Mr. Ghandy proclaims with pride on the good work and success of the Maoist in terms of imparting basic education and lessons on hygiene amongst the tribals do poses a question do you need guns and a Maoist organization to do this? I think people like Sanjay Pandey and other social activists are doing much better work without these two weapons.
abhijit mukherjee
mumbai, india
Sep 26, 2009 05:22 PM
7
Kobad Ghandhy should have conducted his struggle for the poor and underpriviledged by adopting the tried and tested Gandhian methods of non violent struggle.

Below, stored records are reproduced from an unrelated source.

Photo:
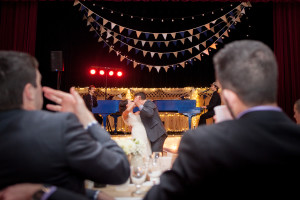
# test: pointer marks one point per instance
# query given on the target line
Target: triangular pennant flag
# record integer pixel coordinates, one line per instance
(182, 41)
(226, 33)
(173, 35)
(204, 44)
(165, 35)
(150, 43)
(213, 46)
(220, 40)
(182, 33)
(175, 54)
(207, 26)
(157, 68)
(182, 64)
(115, 40)
(122, 58)
(90, 13)
(206, 52)
(147, 35)
(92, 28)
(112, 25)
(145, 53)
(138, 33)
(108, 35)
(121, 28)
(129, 32)
(224, 18)
(104, 21)
(199, 29)
(158, 44)
(167, 43)
(76, 2)
(166, 68)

Maoism is a violent ideology and will not work in India.
Many of the elite friends of his in the media are simply that elitists who have shed any moral and ethical values they may have and certainly have shut their eyes to the real damage done to the people's cause by Maoism.

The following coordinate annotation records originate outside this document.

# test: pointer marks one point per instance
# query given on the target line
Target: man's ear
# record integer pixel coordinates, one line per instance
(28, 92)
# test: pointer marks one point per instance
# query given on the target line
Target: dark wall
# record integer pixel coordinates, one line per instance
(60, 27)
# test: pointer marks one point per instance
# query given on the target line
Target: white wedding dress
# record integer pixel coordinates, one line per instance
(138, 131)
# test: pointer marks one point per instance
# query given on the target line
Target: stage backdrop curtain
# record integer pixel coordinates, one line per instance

Glorifying him by calling him a gentle soul etc. is simply evading the issue.
Dr. Vijaya Rajiva
Montreal, Canada
Sep 25, 2009 09:30 PM
8
"Ghandy" is indeed the correct spelling.
Sundeep Dougal
New Delhi, India
Sep 25, 2009 09:21 PM
9
Please correct the spelling of Gandhi not Ghandy.
Praful R Shah
Houston, USA
Sep 25, 2009 06:16 PM
10
Arrest of Kobad Ghandy has created a huge gridlock for the elitist media & they are ambivalent so far Ghandy being a naxal is concerned. He being a naxal is too much of a news & its potential ratings too high to consign him to oblivion. How to handle him in news & views ? Advocate encounter him? Beat the hell out of him to exorcise his naxalism? A lesser elite Dr. Binayak Sen was ignored. When his inevitable release from jail came, he got fleeting mention in mainline media & quickly forgotten. But Ghandy has a home right on the sea down Malabar Hills as many of his near & dears ones seem to do. They may or may not allow him to be forgotten or dump him to his devices in the infamous Tihar. Watch this spot.
MANISH BANERJEE
KOLKATA, India
Sep 25, 2009 01:45 AM
11
I salute you from bottom of my heart Mr. Ghandy. You are a big exception in our greedy and materialistic nation. In a nation where a small servant boy carry School bag of his same age Master's son.
I don't know how we get blinded in our day to day life and ignore vast sea of poor souls.
I hope your sacrifice will make some people wake up and hear cry and pain of our poor brothers.